TOML's triple-quoted multi-line strings (""") provide clean representation of extracted paragraphs, while its array-of-tables syntax ([[pages]]) naturally represents the page-by-page structure of a converted DJVU document. The result is a clean, typed, and predictable data format.

Key Benefits of Converting DJVU to TOML:

  • Typed Data: Strings, numbers, dates distinguished at format level
  • Unambiguous: Formal spec eliminates YAML-like parsing surprises
  • Rust Integration: Native format for Cargo and Rust ecosystem
  • Python Compatible: Built-in tomllib in Python 3.11+
  • Multi-line Strings: Triple-quoted blocks for paragraph content
  • Comment Support: Annotate extracted content with # comments
  • Modern Standard: Clean v1.0 specification with growing adoption

Practical Examples

Example 1: API Documentation Extraction

Input DJVU file (api_docs.djvu):

Scanned API reference manual with
endpoint descriptions, parameter lists,
and response format documentation

Output TOML file (api_docs.toml):

[document]
title = "API Reference Manual"
source = "api_docs.djvu"
total_pages = 24

[[pages]]
number = 1
content = """
REST API Reference v2.0
Authentication: Bearer Token required
Base URL: https://api.example.com/v2"""

[[pages]]
number = 2
content = """
GET /users - List all users
Parameters: page, limit, sort
Response: JSON array of user objects"""

Example 2: Hardware Datasheet

Input DJVU file (datasheet.djvu):

Scanned electronic component datasheet:
- Pin configurations
- Electrical characteristics
- Operating parameters

Output TOML file (datasheet.toml):

[document]
title = "IC-7805 Voltage Regulator"
source = "datasheet.djvu"
total_pages = 8

[[pages]]
number = 1
content = """
IC-7805 Voltage Regulator
Input: 7-35V DC
Output: 5V DC regulated
Max current: 1.5A"""

[[pages]]
number = 2
content = """
Pin Configuration:
Pin 1: Input
Pin 2: Ground
Pin 3: Output"""

Example 3: Standards Document

Input DJVU file (standard.djvu):

Scanned technical standard document:
- Scope and definitions
- Requirements and testing methods
- Compliance criteria

Output TOML file (standard.toml):

[document]
title = "Safety Standard BS EN 60950"
source = "standard.djvu"
total_pages = 120

[[pages]]
number = 1
content = """
Scope: This standard applies to
information technology equipment
intended for use at altitudes up
to 5000m above sea level."""

[[pages]]
number = 2
content = """
Definitions:
Accessible part: A part that can be
touched with a test probe."""

Frequently Asked Questions (FAQ)

Q: What is TOML format?

A: TOML (Tom's Obvious Minimal Language) is a configuration file format created by GitHub co-founder Tom Preston-Werner.
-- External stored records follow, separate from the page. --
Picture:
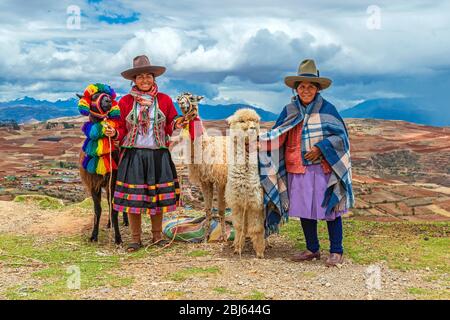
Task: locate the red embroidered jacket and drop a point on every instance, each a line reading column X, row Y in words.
column 165, row 105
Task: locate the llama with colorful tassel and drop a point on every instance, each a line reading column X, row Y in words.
column 99, row 155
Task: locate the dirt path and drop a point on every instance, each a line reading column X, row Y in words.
column 206, row 271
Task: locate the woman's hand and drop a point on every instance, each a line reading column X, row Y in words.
column 181, row 123
column 110, row 131
column 314, row 154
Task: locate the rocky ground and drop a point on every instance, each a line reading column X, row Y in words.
column 191, row 271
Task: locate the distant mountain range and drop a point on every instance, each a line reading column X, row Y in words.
column 412, row 110
column 29, row 109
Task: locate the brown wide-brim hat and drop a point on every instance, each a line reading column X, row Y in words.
column 307, row 71
column 141, row 64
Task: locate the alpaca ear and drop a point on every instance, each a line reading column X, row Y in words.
column 231, row 119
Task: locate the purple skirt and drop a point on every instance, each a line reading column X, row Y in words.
column 306, row 193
It is designed to be minimal, unambiguous, and easy to read. It is the standard format for Rust's Cargo.toml and Python's pyproject.toml.

Q: How does TOML differ from YAML?

A: TOML has a formal specification with unambiguous parsing rules, while YAML has known gotchas (like "no" being parsed as false). TOML uses explicit syntax ([tables], key = "value") instead of indentation. TOML is simpler but less suited for deeply nested data.
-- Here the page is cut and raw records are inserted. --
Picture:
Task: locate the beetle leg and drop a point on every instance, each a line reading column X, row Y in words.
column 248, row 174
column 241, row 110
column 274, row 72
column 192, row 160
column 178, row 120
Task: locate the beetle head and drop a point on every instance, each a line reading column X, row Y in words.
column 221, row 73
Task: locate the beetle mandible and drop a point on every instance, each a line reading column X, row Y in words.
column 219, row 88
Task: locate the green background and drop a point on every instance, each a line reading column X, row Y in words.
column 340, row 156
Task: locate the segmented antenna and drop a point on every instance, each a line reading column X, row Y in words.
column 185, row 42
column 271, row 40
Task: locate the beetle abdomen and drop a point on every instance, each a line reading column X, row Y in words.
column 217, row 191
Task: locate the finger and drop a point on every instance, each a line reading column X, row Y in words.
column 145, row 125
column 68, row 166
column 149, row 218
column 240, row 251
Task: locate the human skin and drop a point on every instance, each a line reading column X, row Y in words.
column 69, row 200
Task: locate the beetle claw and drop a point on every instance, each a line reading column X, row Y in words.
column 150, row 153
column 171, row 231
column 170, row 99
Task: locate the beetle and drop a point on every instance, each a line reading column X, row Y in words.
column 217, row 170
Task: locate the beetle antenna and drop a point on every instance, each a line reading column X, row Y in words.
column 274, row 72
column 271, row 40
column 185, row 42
Q: Can I parse TOML with Python?

A: Yes, Python 3.11+ includes the tomllib module in the standard library. For older Python versions, use the tomli or toml packages: import tomllib; data = tomllib.load(open('file.toml', 'rb')).
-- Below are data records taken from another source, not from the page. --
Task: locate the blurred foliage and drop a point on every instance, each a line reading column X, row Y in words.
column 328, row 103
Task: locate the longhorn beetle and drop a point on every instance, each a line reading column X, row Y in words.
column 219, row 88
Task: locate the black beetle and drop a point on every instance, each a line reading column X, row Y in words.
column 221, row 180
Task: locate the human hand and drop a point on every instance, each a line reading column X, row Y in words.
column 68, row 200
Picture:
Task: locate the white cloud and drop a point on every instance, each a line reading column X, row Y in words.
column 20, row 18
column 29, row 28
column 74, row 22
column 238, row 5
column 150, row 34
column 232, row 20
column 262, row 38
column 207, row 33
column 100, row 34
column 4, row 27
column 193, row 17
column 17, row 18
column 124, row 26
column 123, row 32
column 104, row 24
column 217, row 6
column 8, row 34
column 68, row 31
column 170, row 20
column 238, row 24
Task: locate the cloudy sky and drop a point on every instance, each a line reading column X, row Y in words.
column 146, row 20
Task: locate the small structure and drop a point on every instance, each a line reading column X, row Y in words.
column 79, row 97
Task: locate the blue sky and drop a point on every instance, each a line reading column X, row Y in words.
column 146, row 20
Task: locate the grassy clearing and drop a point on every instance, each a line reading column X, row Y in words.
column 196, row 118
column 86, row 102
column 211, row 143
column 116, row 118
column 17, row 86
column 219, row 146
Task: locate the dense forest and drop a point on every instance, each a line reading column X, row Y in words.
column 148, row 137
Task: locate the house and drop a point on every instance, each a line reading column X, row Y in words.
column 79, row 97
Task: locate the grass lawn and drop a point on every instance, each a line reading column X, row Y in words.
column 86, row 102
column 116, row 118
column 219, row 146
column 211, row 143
Q: How are multi-line texts handled?

A: TOML supports multi-line literal strings with triple quotes ("""). Extracted paragraphs from DJVU pages are wrapped in these blocks, preserving line breaks and structure without escape characters.

Q: Is the output valid TOML?

A: Yes, the converter produces TOML that conforms to the v1.0.0 specification. Special characters in extracted text are properly escaped, and the structure validates against any compliant TOML parser.

Q: Can I use this with Rust projects?

A: The output is standard TOML readable by Rust's toml crate. While the structure represents document content (not a Cargo manifest), you can parse it with serde and toml for any Rust data processing application.

Q: What about dates and numbers in the text?

A: Extracted text is stored as string values to preserve the original content exactly. Page numbers are stored as integers. TOML's type system ensures clear distinction between text content and numeric metadata.

Q: Is the conversion free?

A: Yes, completely free with secure processing and automatic file deletion after conversion.